In the case of ${\widehat{P}}_{>q}$, coverage was conservative (> 95%) for small values of k and declined somewhat as k increased. Coverage was slightly below nominal for k = 150 (93%; 10^th percentile: 88%); additional diagnostics regarding the bootstrap samples preliminarily suggested that this might have reflected infidelity of the bootstrap sampling distribution to the actual sampling distribution (Section 5.2.2). Below, we speculate based on statistical theory on possible mechanisms for this finding, though precisely testing these proposed mechanisms was beyond the scope of the present simulation study. This could be investigated in future work.

Figures 4 and 5 are violin plots (i.e., mirrored density plots) showing, for simulation scenarios fulfilling the guidelines given in Section 2.3, the distribution of each performance metric stratified by k. The Supplementary material contains similar violin plots showing the distribution of the performance metrics across all scenarios, as well as stratified by additional characteristics of the metaanalysis (k, E[N], the presence of clustering, the population effect distribution, the covariate contrast, and the true P _{> q}). The plots are provided to illustrate the extent of variability in performance metrics that might be expected across datasets (although some of the observed variability represents Monte-Carlo error).

FIGURE 4.

For ${\widehat{P}}_{>q}(z)$, violin plots showing the number of meta-analyzed studies (k) versus (a) bias, (b) absolute error, (c) 95% confidence interval coverage, and (d) 95% confidence interval width.

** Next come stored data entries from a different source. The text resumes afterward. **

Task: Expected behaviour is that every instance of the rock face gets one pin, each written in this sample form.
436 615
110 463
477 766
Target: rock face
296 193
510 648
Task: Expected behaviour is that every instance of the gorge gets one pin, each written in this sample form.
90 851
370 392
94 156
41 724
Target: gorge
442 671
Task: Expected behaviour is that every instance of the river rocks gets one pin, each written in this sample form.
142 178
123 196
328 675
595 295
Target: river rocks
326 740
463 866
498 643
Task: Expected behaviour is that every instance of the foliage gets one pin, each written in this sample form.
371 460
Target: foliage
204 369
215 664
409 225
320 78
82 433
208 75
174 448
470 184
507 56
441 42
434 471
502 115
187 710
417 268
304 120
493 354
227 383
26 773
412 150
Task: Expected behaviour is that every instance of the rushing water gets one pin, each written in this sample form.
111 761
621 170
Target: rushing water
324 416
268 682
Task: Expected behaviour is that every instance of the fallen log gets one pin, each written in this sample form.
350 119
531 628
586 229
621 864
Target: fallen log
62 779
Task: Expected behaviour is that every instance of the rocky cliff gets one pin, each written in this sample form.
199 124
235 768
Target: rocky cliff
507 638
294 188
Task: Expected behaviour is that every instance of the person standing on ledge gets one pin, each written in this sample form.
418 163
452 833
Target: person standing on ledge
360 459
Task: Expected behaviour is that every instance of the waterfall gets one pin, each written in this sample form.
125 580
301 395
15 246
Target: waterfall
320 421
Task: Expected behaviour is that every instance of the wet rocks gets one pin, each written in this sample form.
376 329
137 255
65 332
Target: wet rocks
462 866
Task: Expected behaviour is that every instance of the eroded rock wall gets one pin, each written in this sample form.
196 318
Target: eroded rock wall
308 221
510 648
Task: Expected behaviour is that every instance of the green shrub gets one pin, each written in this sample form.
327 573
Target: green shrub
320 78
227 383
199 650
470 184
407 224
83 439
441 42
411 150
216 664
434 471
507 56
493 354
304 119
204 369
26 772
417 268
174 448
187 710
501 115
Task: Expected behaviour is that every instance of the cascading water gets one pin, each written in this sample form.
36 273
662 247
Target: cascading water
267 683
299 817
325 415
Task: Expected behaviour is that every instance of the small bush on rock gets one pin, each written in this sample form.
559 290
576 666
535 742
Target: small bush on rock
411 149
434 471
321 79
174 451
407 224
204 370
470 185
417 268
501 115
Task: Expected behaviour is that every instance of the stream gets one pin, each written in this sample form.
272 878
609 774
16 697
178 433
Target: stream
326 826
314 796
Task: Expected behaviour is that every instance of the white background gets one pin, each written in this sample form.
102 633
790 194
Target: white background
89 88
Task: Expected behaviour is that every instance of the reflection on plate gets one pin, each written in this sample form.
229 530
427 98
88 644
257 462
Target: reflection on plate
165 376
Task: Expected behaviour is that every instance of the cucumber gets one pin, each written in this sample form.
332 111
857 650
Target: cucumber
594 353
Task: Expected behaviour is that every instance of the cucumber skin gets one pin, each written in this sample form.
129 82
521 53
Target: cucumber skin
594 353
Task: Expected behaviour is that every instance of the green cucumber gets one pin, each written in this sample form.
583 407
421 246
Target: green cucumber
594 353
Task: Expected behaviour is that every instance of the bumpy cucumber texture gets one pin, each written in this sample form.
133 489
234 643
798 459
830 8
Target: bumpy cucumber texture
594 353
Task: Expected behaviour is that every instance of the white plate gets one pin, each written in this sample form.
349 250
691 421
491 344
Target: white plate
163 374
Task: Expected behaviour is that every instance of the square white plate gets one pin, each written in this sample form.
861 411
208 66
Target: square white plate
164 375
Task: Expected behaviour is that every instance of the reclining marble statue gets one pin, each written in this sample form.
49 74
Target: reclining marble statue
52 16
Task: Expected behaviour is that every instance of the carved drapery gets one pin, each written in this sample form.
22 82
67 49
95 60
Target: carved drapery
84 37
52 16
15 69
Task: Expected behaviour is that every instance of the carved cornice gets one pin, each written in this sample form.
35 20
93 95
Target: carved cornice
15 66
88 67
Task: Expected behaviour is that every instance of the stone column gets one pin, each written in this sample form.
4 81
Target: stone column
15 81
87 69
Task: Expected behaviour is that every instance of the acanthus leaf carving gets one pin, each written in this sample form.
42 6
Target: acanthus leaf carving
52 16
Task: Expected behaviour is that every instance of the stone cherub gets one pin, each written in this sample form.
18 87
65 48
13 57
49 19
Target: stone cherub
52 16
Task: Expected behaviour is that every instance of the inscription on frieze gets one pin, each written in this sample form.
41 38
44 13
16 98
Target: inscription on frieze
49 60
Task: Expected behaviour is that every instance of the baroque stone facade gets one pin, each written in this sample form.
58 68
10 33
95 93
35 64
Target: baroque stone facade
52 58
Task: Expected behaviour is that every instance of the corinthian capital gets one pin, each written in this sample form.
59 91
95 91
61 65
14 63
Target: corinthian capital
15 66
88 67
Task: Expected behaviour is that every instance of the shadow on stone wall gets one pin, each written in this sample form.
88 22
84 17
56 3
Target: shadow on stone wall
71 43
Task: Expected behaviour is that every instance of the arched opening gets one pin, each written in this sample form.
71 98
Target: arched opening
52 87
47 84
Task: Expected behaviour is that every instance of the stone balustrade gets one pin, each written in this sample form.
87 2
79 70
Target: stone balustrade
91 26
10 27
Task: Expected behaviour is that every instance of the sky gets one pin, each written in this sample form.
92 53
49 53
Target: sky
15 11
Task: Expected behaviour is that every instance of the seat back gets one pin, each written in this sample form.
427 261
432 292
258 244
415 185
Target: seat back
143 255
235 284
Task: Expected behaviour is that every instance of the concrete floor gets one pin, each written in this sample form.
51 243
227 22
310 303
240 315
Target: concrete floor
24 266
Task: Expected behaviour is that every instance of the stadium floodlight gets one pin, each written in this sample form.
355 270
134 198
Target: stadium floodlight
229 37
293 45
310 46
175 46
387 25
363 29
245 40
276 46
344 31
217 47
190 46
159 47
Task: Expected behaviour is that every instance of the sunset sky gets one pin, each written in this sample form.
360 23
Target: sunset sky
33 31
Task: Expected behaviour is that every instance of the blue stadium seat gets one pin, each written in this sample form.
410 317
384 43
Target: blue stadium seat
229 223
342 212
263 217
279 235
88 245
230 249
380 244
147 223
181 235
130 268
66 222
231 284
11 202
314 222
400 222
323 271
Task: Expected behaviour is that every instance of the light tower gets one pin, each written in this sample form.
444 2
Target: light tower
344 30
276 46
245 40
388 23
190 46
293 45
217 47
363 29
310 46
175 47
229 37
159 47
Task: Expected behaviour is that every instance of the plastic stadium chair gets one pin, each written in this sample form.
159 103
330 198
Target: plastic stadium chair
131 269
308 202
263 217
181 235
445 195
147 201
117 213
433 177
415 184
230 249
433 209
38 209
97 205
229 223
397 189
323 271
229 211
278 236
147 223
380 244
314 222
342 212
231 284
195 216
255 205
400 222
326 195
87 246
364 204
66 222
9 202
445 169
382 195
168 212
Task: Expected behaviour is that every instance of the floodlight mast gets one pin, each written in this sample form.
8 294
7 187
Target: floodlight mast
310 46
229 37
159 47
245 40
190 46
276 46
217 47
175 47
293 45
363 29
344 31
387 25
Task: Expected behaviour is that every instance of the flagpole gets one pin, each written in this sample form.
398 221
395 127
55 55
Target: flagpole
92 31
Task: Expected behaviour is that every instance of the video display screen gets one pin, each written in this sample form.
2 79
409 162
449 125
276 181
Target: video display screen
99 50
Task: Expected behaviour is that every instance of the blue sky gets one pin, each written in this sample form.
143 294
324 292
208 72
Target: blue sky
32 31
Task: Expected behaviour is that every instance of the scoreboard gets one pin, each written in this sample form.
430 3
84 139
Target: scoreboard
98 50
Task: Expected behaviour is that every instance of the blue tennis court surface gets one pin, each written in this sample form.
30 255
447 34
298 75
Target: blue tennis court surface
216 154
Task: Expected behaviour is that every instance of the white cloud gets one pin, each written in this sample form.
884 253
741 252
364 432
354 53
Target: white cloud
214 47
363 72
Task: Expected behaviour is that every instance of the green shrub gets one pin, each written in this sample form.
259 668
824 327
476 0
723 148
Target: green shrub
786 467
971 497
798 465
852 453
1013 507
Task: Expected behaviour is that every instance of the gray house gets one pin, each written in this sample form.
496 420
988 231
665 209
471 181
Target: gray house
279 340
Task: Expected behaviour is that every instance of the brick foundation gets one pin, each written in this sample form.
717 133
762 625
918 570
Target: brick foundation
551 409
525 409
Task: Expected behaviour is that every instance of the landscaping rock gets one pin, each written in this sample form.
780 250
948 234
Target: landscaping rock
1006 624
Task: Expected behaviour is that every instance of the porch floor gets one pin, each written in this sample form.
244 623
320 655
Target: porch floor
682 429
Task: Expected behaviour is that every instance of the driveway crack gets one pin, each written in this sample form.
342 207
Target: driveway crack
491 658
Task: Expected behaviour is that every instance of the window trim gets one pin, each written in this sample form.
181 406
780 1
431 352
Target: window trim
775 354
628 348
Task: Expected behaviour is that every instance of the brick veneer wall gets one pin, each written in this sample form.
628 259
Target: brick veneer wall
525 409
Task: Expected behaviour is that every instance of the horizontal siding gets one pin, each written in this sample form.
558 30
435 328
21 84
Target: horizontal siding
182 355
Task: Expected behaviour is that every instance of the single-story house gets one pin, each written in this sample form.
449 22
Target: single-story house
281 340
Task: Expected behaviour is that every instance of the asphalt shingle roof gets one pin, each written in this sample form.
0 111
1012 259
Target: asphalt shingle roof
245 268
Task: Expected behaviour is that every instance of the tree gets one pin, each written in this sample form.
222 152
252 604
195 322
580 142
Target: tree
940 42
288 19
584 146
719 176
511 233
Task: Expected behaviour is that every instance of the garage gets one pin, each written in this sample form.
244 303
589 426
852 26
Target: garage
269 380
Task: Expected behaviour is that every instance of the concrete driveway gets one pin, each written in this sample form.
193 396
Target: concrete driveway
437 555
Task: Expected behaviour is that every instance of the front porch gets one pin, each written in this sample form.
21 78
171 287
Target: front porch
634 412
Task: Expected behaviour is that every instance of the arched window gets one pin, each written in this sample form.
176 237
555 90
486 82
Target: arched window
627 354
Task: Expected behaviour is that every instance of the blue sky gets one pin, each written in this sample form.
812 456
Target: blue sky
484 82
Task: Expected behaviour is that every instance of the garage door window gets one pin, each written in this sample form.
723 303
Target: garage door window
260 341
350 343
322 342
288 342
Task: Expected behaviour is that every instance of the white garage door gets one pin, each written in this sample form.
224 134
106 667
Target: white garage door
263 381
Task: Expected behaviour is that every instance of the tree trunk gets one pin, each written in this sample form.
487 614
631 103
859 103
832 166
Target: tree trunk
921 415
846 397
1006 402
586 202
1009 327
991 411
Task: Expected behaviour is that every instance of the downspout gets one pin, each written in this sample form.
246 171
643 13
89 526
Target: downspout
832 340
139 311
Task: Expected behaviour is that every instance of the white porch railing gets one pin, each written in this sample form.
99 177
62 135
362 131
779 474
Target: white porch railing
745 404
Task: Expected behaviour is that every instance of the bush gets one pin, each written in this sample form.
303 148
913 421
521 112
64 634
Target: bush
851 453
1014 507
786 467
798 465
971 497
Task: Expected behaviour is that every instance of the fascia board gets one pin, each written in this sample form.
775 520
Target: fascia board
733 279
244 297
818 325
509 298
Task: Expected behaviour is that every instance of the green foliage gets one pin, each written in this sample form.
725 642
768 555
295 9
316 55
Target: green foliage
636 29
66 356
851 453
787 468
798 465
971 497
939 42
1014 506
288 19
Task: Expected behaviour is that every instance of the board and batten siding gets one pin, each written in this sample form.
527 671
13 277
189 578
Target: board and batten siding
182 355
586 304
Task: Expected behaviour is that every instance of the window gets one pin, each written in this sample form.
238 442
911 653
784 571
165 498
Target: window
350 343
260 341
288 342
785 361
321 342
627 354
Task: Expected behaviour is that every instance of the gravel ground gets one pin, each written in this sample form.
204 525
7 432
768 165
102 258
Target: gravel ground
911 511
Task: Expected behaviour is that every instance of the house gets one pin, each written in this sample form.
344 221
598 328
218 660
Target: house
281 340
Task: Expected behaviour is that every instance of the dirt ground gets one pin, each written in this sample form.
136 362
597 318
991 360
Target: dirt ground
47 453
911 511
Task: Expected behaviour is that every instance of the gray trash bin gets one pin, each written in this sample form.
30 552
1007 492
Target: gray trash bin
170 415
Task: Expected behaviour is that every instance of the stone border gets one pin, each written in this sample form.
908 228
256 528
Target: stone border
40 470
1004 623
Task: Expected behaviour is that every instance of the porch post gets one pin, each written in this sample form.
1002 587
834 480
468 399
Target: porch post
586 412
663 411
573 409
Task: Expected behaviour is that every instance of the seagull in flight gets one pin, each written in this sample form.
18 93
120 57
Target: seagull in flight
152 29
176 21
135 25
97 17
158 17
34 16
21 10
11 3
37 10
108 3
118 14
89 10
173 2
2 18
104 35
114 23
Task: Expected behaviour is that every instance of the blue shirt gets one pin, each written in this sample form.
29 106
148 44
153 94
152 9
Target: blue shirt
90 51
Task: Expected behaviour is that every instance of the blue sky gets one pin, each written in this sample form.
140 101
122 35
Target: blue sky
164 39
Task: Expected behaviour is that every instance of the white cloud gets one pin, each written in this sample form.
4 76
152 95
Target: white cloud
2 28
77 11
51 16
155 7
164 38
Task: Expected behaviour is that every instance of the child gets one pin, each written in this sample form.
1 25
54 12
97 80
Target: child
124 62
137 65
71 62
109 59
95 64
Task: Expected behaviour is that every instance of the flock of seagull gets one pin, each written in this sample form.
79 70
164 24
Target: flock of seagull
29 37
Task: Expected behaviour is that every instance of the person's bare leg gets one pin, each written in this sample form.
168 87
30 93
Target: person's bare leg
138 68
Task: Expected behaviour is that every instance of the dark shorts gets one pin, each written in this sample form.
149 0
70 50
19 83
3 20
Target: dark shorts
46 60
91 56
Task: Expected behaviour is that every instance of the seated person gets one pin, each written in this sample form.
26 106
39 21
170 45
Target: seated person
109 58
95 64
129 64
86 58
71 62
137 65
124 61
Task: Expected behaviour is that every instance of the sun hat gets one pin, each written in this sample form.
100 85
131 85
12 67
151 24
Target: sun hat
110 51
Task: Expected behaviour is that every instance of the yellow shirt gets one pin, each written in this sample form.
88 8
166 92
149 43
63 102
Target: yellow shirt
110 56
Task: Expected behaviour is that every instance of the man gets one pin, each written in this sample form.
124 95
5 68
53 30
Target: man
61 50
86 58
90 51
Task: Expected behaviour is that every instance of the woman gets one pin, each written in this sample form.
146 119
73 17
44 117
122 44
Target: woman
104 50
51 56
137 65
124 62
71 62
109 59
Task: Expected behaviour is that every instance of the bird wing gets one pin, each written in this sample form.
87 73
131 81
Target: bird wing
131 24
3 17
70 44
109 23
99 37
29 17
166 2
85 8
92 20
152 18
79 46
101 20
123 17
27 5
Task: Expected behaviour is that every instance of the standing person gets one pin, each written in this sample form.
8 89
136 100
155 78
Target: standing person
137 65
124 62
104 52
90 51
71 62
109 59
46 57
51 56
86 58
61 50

White boxplots display the median, 25^th percentile, and 75^th percentile. Horizontal dashed reference lines represent perfect performance

FIGURE 5.

For ${\widehat{P}}_{>q}(z)-{\widehat{P}}_{>q}(z_0)$, violin plots showing the number of meta-analyzed studies (k) versus (a) bias, (b) absolute error, (c) 95% confidence interval coverage, and (d) 95% confidence interval width. White boxplots display the median, 25^th percentile, and 75^th percentile. Horizontal dashed reference lines represent perfect performance

5.2.2 ∣. Results for ${\widehat{P}}_{>q}(z)$

Point estimation.

Table 4 shows results for ${\widehat{P}}_{>q}(z)$. Across all scenarios, ${\widehat{P}}_{>q}(z)$ was approximately unbiased (bias = 0.00; 10^th percentile: −0.02, 90^th percentile: 0.08). However, because the estimator had substantial variability in some scenarios, it did have a non-negligible absolute error of 0.07 (90^th percentile: 0.23). The magnitude of the bias of ${\widehat{P}}_{>q}(z)$ did not seem to differ systematically by characteristics of the simulation scenarios that would be observable in practice (i.e., not unobservable parameters).

TABLE 4.

Main simulation results for ${\widehat{P}}_{>q}(z)$ in all scenarios, in scenarios with normally distributed population effects, and in scenarios fulfilling the reporting guidelines. Values are medians across scenarios with 10^th and 90^th percentiles given in parentheses. No. scenarios: the number of scenarios analyzed. Coverage: coverage of 95% confidence intervals. Cov. <85%: proportion of scenarios with coverage <85%. CI width: width of 95% confidence intervals. Width >0.90: proportion of scenarios with very large average CI width (>0.90). These results are discussed in Section 5.2.2

Scenarios	No. scenarios	${\widehat{\mathit{P}}}_{\mathit{z}}$ bias	${\widehat{\mathit{P}}}_{\mathit{z}}$ abs. error	${\widehat{\mathit{P}}}_{\mathit{z}}$ rel. bias	$\widehat{\mathit{E}}[\theta \mid \mathit{Z}=\mathit{z}]$ rel. bias	${\widehat{\tau }}_{ϵ}^2$ rel. bias	${\widehat{\mathit{P}}}_{\mathit{z}}$ coverage	${\widehat{\mathit{P}}}_{\mathit{z}}$ cov. < 85%	${\widehat{\mathit{P}}}_{\mathit{z}}$ CI width	${\widehat{\mathit{P}}}_{\mathit{z}}$ width >0.90
All	4679	0 (−0.02, 0.08)	0.07 (0.03, 0.23)	−0.01 (−0.18, 0.29)	0.05 (0.01, 0.17)	0.35 (0.14, 1.41)	0.95 (0.89, 1)	0.05	0.37 (0.12, 0.89)	0.10
Normal effects	2350	0 (−0.02, 0.02)	0.07 (0.03, 0.22)	−0.02 (−0.11, 0.20)	0.05 (0.01, 0.17)	0.32 (0.13, 1.41)	0.96 (0.91, 1)	0	0.37 (0.13, 0.90)	0.10
Not clustered exponential effects (i.e., scenarios fulfilling guidelines)	3522	0 (−0.02, 0.05)	0.07 (0.03, 0.22)	−0.02 (−0.13, 0.20)	0.05 (0.01, 0.17)	0.35 (0.14, 1.39)	0.96 (0.91, 1)	0.01	0.37 (0.12, 0.91)	0.11

Exploration of bootstrap bias corrections.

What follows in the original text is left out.